Re: [RFC PATCH v2 09/37] KVM: guest_memfd: Add support for KVM_SET_MEMORY_ATTRIBUTES2

Sean Christopherson Thu, 12 Mar 2026 08:45:01 -0700

On Thu, Mar 12, 2026, Fuad Tabba wrote:
> Hi Ackerley,
> 
> Before getting into the UAPI semantics, thank you for all the heavy
> lifting you've done here. Figuring out how to make it all work across
> the different platforms is not easy :)
> 
> <snip>
> 
> > The policy definitions below provide more details:


Please drop "CONTENT_POLICY" from the KVM documentation.  From KVM's 
perspective,
these are not "policy", they are purely properties of the underlying memory.
Userspace will likely use the attributes to implement policy of some kind, but
KVM straight up doesn't care.

> > ``KVM_SET_MEMORY_ATTRIBUTES2_CONTENT_POLICY_ZERO`` (default)

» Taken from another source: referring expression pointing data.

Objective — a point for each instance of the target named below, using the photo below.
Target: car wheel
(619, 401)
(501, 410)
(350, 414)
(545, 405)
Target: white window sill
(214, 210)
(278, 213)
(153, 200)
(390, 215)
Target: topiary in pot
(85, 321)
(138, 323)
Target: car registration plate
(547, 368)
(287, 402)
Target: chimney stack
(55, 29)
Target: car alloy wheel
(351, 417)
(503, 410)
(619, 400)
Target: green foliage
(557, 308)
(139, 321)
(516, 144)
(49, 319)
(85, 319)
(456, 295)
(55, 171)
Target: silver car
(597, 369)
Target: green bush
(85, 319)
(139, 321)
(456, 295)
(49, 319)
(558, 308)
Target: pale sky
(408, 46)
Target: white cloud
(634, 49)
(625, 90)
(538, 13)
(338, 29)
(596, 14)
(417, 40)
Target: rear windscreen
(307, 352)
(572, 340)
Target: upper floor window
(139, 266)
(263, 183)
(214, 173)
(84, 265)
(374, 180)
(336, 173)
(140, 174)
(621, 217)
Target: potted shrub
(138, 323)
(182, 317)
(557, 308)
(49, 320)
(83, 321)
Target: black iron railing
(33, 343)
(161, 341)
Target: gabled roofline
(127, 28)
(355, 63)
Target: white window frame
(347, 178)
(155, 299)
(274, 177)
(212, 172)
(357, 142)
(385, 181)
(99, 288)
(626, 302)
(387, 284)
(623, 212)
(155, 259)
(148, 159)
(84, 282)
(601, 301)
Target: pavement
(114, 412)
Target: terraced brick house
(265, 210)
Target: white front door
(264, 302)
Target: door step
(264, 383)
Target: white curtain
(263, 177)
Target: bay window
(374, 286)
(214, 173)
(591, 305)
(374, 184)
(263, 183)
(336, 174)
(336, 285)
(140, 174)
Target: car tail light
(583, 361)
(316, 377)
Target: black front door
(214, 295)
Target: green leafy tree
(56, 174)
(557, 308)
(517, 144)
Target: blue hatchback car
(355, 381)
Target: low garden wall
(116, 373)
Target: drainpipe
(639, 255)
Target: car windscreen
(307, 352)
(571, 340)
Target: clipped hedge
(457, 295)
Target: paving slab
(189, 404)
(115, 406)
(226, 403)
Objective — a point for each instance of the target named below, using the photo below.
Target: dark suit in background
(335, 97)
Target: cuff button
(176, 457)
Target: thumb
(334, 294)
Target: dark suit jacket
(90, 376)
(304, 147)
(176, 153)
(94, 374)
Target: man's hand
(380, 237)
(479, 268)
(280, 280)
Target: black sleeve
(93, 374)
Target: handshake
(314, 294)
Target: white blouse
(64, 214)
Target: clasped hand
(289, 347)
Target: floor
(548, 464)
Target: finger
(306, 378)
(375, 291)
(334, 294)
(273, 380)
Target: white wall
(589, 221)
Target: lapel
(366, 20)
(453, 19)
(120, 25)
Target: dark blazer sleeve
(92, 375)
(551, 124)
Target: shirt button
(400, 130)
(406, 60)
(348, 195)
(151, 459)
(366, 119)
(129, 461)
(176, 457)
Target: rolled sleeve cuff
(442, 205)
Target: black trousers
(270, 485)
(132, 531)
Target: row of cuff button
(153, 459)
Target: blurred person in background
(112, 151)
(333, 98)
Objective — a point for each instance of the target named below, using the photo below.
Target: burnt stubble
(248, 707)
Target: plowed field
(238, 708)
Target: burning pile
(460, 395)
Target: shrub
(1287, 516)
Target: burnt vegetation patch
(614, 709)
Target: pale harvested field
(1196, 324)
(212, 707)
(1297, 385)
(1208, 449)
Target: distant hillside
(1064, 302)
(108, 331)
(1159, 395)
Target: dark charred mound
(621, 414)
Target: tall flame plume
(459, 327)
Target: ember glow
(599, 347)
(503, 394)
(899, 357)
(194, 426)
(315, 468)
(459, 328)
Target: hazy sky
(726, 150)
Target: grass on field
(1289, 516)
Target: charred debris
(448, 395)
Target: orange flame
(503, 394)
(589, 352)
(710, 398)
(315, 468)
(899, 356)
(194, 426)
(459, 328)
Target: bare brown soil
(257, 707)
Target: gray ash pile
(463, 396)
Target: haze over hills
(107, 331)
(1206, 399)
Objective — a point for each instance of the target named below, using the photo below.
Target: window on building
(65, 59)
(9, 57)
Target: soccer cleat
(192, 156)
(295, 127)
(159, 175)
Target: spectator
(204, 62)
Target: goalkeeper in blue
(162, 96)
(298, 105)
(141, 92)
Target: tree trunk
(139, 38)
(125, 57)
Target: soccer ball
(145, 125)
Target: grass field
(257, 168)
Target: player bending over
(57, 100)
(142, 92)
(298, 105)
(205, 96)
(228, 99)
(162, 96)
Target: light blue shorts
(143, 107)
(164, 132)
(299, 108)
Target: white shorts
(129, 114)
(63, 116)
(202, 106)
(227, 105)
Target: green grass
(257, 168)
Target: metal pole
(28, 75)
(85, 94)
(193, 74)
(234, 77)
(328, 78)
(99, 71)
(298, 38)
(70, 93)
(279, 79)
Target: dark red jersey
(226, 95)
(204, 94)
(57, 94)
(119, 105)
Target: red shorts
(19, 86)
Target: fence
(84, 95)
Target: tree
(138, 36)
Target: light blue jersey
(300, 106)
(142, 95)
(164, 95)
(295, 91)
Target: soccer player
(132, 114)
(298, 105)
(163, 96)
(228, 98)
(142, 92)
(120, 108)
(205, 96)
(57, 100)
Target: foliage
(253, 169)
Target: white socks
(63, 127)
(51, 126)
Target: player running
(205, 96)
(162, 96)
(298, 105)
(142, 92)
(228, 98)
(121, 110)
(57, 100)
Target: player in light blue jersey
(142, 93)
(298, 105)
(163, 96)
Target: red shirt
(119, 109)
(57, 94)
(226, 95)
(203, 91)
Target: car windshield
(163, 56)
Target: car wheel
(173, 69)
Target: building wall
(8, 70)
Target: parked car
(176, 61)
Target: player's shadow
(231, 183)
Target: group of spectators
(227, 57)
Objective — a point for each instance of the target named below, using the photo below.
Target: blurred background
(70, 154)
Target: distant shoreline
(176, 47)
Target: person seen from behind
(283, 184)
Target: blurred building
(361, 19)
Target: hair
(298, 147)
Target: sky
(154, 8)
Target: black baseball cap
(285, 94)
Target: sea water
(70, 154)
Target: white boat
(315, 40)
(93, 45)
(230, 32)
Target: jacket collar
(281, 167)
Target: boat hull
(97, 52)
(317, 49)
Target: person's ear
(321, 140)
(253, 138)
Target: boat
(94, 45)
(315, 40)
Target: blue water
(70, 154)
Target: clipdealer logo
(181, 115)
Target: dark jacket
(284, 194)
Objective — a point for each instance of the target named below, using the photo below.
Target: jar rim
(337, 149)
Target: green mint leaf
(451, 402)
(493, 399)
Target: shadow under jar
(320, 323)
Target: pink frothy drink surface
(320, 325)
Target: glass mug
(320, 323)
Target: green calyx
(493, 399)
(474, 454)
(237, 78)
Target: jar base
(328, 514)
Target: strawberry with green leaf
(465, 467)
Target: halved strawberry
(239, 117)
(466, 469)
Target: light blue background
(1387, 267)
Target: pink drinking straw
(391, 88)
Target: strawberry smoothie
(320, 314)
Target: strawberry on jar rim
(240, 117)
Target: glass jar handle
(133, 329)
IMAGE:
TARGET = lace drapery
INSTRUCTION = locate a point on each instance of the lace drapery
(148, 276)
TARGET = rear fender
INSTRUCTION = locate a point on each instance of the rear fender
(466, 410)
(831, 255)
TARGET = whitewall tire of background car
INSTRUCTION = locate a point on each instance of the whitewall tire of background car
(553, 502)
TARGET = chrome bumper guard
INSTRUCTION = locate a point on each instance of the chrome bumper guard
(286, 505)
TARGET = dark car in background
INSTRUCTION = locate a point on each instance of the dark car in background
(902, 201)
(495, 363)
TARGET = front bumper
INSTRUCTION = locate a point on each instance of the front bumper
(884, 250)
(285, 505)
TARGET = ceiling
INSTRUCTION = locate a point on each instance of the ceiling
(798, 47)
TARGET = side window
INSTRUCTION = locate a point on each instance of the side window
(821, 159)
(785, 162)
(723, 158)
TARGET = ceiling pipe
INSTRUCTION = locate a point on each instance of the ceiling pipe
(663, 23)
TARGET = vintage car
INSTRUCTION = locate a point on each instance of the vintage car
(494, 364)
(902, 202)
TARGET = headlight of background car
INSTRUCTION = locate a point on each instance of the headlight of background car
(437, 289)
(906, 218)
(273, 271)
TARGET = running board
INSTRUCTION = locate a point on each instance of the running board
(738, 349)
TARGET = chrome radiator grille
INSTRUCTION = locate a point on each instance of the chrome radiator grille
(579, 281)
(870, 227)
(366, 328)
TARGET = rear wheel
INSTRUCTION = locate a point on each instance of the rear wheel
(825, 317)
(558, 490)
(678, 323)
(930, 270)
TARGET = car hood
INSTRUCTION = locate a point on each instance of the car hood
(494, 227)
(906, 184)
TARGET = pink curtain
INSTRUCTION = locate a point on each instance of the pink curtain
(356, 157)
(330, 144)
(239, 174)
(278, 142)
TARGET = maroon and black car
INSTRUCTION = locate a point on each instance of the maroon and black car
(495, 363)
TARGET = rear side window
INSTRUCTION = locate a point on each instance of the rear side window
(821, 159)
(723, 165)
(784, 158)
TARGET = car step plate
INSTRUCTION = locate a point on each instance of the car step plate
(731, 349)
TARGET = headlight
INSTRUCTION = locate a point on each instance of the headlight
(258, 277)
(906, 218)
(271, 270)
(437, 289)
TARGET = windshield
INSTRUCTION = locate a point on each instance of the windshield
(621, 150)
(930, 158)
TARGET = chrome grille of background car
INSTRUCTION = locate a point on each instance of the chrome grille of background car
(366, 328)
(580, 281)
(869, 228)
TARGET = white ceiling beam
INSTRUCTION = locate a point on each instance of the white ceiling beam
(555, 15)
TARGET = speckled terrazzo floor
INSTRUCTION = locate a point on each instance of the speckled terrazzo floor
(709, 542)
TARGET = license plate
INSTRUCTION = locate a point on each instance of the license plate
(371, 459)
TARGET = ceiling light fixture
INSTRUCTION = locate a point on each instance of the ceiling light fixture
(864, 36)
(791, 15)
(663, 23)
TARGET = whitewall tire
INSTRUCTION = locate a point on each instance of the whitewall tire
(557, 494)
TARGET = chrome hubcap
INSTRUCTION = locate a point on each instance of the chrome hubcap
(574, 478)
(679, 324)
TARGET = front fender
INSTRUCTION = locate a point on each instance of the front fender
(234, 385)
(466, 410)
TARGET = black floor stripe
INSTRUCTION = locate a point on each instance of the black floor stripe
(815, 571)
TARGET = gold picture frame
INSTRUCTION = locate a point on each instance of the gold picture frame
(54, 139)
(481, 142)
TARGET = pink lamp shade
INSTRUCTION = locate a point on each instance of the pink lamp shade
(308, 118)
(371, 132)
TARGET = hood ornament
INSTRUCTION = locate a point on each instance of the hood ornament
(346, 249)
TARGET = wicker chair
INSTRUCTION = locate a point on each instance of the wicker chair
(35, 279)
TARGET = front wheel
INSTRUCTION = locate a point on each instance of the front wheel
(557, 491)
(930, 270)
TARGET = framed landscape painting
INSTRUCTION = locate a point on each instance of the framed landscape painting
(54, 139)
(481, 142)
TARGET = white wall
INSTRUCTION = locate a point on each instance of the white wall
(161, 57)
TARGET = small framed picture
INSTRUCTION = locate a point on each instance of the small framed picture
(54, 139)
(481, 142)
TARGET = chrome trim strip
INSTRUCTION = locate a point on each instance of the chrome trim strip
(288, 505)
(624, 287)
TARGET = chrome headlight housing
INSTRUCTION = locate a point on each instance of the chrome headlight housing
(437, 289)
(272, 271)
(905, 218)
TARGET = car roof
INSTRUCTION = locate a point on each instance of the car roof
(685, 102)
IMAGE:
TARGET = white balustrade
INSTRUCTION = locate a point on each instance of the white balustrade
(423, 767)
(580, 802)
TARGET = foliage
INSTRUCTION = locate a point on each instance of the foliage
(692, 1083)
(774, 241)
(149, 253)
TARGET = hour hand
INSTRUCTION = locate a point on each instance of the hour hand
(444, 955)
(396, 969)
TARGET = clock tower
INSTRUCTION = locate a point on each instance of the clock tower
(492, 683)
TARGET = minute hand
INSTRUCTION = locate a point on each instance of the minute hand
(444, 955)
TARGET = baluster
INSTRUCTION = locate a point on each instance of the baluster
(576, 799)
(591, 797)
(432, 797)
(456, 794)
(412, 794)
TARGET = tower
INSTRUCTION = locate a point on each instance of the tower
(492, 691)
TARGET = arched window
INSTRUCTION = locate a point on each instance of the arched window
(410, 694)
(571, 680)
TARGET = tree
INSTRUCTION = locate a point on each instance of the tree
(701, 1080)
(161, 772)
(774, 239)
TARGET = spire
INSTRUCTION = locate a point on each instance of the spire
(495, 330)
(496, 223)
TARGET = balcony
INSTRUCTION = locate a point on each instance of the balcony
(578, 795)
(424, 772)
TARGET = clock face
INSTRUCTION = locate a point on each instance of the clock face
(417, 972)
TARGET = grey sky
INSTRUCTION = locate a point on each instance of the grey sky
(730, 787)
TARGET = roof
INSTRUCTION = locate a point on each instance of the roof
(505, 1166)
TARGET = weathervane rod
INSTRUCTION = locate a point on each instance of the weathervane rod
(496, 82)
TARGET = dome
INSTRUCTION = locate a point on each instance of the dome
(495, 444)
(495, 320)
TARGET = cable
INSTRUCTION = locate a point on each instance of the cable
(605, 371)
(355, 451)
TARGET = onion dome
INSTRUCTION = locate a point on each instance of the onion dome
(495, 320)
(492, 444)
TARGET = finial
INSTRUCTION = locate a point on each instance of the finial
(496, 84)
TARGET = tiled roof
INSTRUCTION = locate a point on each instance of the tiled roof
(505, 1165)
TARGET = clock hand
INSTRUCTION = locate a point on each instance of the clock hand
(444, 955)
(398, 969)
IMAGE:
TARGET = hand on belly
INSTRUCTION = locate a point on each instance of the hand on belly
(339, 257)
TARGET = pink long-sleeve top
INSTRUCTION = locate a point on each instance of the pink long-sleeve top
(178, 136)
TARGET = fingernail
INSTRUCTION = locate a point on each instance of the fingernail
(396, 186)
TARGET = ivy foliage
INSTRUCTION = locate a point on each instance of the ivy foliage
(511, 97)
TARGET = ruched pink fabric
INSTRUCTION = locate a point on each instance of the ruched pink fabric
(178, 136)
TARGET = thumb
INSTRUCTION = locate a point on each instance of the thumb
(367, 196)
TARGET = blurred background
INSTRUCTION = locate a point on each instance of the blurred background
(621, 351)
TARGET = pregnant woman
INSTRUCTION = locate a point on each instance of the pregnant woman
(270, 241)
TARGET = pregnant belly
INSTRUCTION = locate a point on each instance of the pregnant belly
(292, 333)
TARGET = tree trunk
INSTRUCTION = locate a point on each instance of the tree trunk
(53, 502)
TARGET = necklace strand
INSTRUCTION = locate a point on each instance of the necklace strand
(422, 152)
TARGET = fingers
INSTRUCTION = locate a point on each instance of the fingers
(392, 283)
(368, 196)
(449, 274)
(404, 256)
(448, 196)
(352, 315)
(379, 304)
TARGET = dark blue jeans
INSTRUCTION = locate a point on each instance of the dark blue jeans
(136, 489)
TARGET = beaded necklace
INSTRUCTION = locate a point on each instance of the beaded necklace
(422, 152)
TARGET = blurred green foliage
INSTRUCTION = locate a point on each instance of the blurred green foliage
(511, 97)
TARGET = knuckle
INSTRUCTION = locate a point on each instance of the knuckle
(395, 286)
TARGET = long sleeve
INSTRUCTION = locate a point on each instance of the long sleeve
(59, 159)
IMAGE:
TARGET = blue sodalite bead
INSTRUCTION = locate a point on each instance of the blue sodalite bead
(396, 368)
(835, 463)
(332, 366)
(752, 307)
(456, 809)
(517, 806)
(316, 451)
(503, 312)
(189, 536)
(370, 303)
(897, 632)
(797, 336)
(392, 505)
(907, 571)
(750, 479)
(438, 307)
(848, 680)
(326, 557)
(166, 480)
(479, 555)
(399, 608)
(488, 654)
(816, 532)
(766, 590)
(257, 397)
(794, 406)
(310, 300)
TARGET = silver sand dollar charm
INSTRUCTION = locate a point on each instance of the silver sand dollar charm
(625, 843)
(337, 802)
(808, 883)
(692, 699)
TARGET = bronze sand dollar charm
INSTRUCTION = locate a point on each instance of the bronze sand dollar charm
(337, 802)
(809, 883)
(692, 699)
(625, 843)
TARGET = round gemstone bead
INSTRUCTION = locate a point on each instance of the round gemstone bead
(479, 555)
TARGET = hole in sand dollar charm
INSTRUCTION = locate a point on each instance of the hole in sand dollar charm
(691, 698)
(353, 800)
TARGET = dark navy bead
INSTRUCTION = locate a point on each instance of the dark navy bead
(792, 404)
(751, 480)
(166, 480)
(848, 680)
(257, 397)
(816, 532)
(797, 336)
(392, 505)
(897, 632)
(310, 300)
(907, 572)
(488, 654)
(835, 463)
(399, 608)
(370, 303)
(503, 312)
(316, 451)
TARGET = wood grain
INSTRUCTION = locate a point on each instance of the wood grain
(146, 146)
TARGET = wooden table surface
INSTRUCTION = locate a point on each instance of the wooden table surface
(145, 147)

The default behavior absolutely cannot be something that's not supported on
every conversion type.

> >
> >   On a private to shared conversion, the host will read zeros from the
> >   converted memory on the next fault after successful return of the
> >   KVM_SET_MEMORY_ATTRIBUTES2 ioctl.
> >
> >   This is not supported (-EOPNOTSUPP) for a shared to private
> >   conversion. While some CoCo implementations do zero memory contents
> >   such that the guest reads zeros after conversion, the guest is not
> >   expected to trust host-provided zeroing, hence as a UAPI policy, KVM
> >   does not make any such guarantees.
> 
> The rationale for not supporting this in the UAPI isn't quite right
> and I think that the prohibition should be removed. It's true that the
> guest is not expected to trust host-provided zeroing. However, if the
> VMM invokes this ioctl with the ZERO policy, the zeroing is performed
> by the hypervisor, not by the (untrusted) host.

What entity zeros the data doesn't matter as far as KVM's ABI is concerned.  
That's
a motivating favor to providing ZERO, e.g. it allow userspace to elide 
additional
zeroing when it _knows_ the memory holds zeros, but that's orthogonal to KVM's
contract with userspace.

> Although pKVM handles fresh, zeroed memory provisioning via donation
> rather than attribute conversion, stating that the UAPI cannot make
> guarantees due to trust boundaries is incorrect. The hypervisor is

We should avoid using "hypervisor", because (a) it means different things to
different people and (b) even when there's consensus on what "hypervisor" means,
whether or not the hypervisor is trusted varies per implementation.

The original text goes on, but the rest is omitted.